Die meisten Menschen glauben zu wissen, was sie nur glauben; und können nicht glauben, was andere alles wissen.


Quelle: "UNREINE GEDANKEN III"
© Jens Schiermann


Modernisiert.
Man mag heutzutage - im Zeitalter der freien Marktwirtschaft - den Ausspruch Vauvenargues „Der Handel ist die Schule des Betrugs“ für allzu radikal halten, doch letzten Endes ist die Ökonomie die Lehre vom Gewinn des Nullsummenspiels in seiner ursprünglich spieltheoretischen Bedeutung: was einer gewinnt, hat ein anderer verloren; immer. Ethische Einwände sind kontraprofitabel.


Quelle: "UNREINE GEDANKEN II"
© Jens Schiermann


U oder E.
Unterhaltung oder Erkenntnis - eines von beidem sollte mir ein Buch bieten, wobei die Einschränkung gilt, dass Erkenntnis auch immer einen unterhaltenden Effekt besitzt, gute Unterhaltung dagegen nicht unbedingt auch mit reicher Erkenntnis aufwartet.


Quelle: "UNREINE GEDANKEN III"
© Jens Schiermann


Zum Dessert.
Die meinen, die Weisheit mit Löffeln gegessen zu haben, hatten sich meist in der Speisekarte versehen.
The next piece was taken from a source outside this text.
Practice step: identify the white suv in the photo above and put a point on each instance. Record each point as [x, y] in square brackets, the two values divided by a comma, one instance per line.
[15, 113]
Es war nur Wackelpeter.


Quelle: "UNREINE GEDANKEN III"
© Jens Schiermann


Empfehlung an die Alten: nicht das Gedächtnis, sondern das Denken trainieren. Wer denkt, erinnert sich.


Quelle: "UNREINE GEDANKEN II"
© Jens Schiermann


Verborgene Motive.
So mancher Großzügige ist dies aus Eitelkeit und nur vor Publikum; mancher Großherzige ist dies aus Konfliktscheu; und mancher Gönner gönnt aus Egoismus.


Quelle: "UNREINE GEDANKEN II"
© Jens Schiermann


Meisterhaft.
Nur wer ernsthaft spielt, spielt spielerisch.


Quelle: "UNREINE GEDANKEN II"
© Jens Schiermann


Oberflächlich?
Die anderen sehen dich nicht klarer als du selbst; sie sehen dich nur anders: von außen.


Quelle: "UNREINE GEDANKEN II"
© Jens Schiermann


In schlechter Gesellschaft. Einsam ist, wer nicht allein sein kann.


Quelle: "UNREINE GEDANKEN II"
© Jens Schiermann


Inhuman.
Die praktische Handhabung der edlen Grundsätze von Ethik und Moral in der christlichen Kirche war und ist partiell zutiefst unethisch und unmoralisch.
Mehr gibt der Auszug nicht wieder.